In assessing the realizability of deferred tax assets, the Company evaluates all available positive and negative evidence by considering whether it is more likely than not that some portion or all of the deferred tax assets will not be recognized. The ultimate realization of deferred tax assets is dependent upon future taxable income, future reversals of existing taxable temporary difference, taxable income in carryback years and tax-planning strategies. The Company believes it is more likely than not that the deferred tax assets in the U.S. will not be realized; accordingly, a valuation allowance has been established against our U.S. deferred tax assets. The net change in the valuation allowance for the years ended December 31, 2023 and December 31, 2022 was an increase of $26.5 million and an increase of $80.3 million, respectively.

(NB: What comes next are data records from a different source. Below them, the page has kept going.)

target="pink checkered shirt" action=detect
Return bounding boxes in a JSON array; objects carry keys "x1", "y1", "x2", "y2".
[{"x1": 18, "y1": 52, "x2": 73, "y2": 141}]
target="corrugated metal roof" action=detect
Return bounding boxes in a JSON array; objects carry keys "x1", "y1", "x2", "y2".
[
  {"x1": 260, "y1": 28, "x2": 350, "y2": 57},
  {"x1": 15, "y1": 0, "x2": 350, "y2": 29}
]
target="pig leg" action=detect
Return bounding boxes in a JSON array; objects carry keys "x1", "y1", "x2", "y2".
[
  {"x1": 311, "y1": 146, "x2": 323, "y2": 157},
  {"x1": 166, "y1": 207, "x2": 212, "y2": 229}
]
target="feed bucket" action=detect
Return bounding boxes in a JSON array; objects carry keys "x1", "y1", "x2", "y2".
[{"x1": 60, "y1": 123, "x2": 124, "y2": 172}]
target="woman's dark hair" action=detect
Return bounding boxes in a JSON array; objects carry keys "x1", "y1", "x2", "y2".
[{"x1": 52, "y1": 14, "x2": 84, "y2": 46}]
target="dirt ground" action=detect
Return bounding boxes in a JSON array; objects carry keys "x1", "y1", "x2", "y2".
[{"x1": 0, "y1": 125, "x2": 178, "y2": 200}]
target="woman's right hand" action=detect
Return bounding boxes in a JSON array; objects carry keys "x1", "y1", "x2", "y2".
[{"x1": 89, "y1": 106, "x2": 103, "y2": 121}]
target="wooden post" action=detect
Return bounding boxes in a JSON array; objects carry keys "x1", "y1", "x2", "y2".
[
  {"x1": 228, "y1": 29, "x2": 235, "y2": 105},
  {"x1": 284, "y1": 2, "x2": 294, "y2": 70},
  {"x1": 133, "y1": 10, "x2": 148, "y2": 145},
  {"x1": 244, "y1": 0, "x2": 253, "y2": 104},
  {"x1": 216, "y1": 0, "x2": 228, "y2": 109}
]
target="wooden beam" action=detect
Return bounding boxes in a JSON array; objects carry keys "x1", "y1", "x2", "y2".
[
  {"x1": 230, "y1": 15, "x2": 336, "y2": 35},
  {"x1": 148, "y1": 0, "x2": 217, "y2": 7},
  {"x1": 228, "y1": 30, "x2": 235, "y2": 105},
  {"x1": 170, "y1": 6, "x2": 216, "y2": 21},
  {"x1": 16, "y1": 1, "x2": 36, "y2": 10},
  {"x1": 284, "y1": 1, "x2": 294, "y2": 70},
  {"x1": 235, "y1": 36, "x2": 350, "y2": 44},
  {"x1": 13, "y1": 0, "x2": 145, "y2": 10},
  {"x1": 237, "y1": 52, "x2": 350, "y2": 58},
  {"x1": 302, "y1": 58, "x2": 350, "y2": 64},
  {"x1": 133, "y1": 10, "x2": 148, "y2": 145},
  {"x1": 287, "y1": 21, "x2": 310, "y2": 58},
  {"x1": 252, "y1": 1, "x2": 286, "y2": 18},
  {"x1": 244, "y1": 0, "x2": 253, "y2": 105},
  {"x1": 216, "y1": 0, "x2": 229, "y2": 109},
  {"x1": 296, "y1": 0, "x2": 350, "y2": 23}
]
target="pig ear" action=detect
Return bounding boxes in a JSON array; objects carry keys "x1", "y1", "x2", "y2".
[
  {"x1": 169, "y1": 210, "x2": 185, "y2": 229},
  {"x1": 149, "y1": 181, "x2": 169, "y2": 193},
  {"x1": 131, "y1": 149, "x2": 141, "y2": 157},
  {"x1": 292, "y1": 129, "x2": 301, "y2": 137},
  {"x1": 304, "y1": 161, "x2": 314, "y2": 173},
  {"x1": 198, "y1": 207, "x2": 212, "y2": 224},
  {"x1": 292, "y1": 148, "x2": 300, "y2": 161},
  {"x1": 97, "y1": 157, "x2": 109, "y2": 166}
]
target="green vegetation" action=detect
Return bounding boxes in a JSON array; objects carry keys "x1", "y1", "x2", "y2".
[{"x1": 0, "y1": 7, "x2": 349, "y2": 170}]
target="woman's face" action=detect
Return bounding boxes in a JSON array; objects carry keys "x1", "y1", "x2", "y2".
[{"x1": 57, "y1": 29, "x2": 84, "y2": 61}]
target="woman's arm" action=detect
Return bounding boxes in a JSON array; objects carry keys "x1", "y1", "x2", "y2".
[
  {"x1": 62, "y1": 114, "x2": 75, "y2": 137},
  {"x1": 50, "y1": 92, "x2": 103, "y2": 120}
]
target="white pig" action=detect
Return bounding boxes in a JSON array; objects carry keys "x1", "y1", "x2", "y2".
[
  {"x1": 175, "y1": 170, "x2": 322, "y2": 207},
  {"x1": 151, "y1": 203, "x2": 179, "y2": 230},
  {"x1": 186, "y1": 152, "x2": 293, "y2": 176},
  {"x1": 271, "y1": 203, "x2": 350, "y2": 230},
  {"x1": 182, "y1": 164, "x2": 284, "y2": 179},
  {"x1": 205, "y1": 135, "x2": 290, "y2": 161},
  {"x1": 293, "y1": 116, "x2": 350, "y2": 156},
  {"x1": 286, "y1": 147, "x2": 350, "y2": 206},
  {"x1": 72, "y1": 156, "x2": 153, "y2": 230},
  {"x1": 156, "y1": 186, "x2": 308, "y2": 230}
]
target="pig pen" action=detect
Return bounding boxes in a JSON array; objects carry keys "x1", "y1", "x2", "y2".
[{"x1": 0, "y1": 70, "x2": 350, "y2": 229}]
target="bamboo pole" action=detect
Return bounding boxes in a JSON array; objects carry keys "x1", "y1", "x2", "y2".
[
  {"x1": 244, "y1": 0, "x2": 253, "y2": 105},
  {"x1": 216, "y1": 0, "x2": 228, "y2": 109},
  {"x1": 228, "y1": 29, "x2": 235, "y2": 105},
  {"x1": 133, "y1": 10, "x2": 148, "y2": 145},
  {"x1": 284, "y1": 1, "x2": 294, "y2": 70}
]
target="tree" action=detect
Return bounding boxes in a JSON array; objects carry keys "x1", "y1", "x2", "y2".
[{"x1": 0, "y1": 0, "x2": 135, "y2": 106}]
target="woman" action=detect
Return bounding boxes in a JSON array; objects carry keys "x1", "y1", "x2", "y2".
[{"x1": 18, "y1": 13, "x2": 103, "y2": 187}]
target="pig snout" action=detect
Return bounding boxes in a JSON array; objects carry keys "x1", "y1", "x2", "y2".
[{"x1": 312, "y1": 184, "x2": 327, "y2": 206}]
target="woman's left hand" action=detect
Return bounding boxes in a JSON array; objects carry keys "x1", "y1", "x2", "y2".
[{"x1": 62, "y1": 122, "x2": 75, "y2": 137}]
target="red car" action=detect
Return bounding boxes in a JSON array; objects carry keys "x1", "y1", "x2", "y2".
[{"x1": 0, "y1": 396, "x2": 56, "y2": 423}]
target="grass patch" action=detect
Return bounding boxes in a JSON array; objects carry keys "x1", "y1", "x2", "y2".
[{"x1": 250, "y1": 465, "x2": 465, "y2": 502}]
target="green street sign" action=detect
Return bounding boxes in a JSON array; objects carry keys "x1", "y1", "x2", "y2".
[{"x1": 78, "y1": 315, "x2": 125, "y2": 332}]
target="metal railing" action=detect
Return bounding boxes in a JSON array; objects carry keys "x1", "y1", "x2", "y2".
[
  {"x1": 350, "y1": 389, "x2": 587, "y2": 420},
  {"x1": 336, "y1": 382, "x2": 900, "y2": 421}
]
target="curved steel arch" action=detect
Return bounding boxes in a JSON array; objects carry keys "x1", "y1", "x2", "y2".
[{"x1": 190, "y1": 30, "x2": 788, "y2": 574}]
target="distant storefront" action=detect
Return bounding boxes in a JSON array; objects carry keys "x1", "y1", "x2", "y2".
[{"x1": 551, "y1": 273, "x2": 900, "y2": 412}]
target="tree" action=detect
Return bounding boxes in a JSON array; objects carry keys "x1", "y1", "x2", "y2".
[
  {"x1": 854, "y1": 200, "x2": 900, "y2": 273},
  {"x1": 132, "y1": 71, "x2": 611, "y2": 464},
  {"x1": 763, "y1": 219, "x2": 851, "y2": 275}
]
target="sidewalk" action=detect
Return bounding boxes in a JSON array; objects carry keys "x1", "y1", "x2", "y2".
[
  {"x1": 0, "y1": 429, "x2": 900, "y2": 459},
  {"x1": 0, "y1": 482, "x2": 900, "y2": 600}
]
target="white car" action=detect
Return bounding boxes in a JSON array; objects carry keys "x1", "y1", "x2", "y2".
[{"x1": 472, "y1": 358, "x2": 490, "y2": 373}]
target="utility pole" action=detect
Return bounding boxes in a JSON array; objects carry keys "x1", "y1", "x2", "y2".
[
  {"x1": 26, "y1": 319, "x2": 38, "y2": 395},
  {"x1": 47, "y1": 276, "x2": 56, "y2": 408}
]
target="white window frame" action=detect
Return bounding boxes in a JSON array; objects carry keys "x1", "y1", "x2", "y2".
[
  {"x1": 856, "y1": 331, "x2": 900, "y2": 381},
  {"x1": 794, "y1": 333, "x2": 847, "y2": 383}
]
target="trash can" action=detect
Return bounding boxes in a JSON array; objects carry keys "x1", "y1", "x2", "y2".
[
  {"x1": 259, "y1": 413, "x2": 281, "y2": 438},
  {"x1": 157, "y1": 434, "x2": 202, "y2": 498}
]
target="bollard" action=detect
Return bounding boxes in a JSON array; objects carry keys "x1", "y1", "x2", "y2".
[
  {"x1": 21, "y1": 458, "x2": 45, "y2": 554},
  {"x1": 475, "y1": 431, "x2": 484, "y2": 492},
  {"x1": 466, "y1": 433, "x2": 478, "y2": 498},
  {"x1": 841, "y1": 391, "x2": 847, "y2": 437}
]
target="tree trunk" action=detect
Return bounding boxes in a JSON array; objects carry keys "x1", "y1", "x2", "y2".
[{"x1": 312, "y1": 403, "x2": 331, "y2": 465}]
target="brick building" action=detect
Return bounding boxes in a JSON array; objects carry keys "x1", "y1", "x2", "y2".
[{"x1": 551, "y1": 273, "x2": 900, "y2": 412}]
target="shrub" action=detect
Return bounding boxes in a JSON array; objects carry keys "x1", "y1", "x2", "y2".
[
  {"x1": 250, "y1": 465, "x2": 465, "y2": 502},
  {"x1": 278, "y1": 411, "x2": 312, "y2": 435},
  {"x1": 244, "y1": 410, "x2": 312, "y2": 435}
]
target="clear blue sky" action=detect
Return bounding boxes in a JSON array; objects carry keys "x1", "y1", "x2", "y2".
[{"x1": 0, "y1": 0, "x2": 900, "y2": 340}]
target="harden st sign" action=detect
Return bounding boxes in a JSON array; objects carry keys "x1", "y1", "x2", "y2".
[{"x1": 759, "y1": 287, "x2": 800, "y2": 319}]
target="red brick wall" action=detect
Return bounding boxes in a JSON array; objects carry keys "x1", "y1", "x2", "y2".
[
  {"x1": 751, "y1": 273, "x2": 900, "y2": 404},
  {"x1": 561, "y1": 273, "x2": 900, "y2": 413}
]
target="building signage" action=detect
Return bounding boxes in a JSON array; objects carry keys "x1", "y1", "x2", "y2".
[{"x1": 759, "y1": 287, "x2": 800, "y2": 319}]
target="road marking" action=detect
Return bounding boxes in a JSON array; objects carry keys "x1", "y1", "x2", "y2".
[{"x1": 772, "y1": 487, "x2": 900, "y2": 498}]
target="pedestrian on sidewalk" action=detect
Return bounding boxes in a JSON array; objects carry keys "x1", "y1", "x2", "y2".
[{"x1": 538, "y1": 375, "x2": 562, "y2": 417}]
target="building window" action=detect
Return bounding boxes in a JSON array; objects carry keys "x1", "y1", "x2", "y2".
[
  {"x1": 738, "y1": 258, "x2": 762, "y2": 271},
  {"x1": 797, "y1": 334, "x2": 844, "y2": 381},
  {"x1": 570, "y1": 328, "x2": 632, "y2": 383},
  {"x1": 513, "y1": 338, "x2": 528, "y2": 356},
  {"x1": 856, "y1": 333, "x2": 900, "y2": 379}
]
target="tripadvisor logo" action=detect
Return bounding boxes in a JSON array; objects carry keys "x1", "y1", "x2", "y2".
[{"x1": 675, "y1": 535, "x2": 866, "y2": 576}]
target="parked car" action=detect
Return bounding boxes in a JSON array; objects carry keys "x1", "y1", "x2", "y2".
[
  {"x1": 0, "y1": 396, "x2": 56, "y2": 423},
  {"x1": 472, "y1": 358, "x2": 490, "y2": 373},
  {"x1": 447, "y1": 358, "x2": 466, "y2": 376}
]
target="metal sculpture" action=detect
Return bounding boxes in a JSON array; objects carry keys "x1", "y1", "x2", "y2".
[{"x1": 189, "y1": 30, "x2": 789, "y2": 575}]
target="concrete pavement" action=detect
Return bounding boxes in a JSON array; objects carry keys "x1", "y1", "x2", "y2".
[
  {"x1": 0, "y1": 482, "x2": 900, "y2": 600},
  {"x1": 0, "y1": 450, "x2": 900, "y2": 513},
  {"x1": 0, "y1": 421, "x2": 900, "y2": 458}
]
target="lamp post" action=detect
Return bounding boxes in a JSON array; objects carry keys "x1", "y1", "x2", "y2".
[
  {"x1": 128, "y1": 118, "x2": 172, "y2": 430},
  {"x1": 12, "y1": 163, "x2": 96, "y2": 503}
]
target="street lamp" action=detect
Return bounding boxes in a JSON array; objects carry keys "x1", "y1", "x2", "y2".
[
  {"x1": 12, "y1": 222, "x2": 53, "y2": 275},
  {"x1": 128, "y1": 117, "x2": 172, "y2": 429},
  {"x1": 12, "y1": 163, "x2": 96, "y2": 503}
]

As of December 31, 2023 and 2022, the Company has a net operating loss carryforward of $871.3 million and $827.6 million for federal tax purposes, respectively, and $817.5 million and $770.0 million for state tax purposes, respectively. If not utilized, these losses will expire beginning in 2024 for state tax purposes. However, beginning in tax year 2018 and forward, the Federal law has changed such that net operating losses generated after December 31, 2017 may be carried forward indefinitely. Accordingly, $168.2 million of the federal net operating losses will begin to expire in 2032. However, $703.1 million of the federal net operating losses will not expire.
As of December 31, 2023 and 2022, the Company has a credit carryforward of $4.3 million and $2.0 million for federal tax purposes, respectively, and $1.0 million and $1.0 million for state tax purposes, respectively. If not utilized, these credits will expire beginning in 2041 for federal tax purposes and do not expire for state tax purposes.
The Tax Reform Act of 1986 limits the use of net operating losses and tax credit carryforwards in certain situations where changes occur in the stock ownership of a company. During 2019, the Company analyzed whether any of the reported net operating losses would be limited because of these rules. Based on the analysis the Company believes $3.3 million of the Federal and $2.1 million of California net operating losses will not be available to offset future taxable income because of the limitation. The reported net operating losses have been adjusted based on this analysis.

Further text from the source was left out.